The Bitter Law that states that data-driven neuron grooming always overtakes principles-first, rules-based approaches to optimization problems, in this case, optimizing a functor that can Hoover up a pdf and spit out C++ code. This project, while originally admirable, ended as a monument to stubbornness: its methodology was a neandrathal amongst the big data machine learning techniques of the present.

Today, a free tool like the Gemini CLI could vastly outshine this entire pipeline in a single prompt. The world moved fast, and Vakyume is a snapshot of what it took to metaprogram the hard way before it became easy.

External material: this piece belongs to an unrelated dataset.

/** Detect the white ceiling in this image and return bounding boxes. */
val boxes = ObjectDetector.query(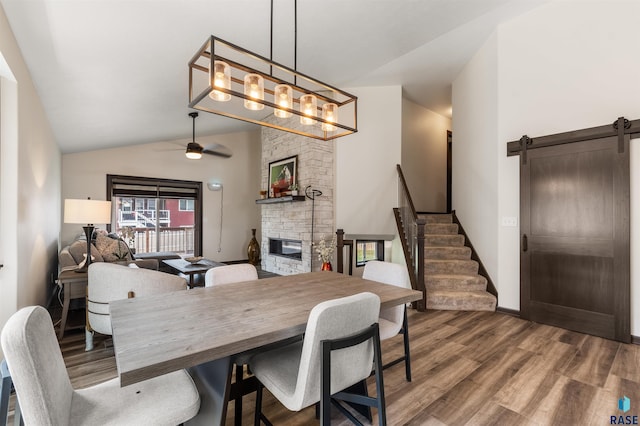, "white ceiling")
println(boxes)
[0,0,546,153]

That said, I learned a tremendous amount about coding and life through making this. Symbolic math, AST manipulation, C++ transpilation, and OOO verification. Too many failure modes, too much glue code, and too brittle to scale gracefully. But I built it. All five stages. The OCR. The sharding. The verification. The repair. The transpilation. From a 1986 vacuum textbook to compiled C++17.

What is even more funny?

I can just copy and paste the SympyFailure equations into ChatGPT-4o or Claude-3.5 and directly paste them, verifiying them myself and saving loads of time, so that is what I have done and propose to you dear viewer. Cheap out!

Meticulosity is for chumps.

“Sorry, your response was filtered by the AI service”.

Yeah, don’t get too cocky. They can pull the plug any time.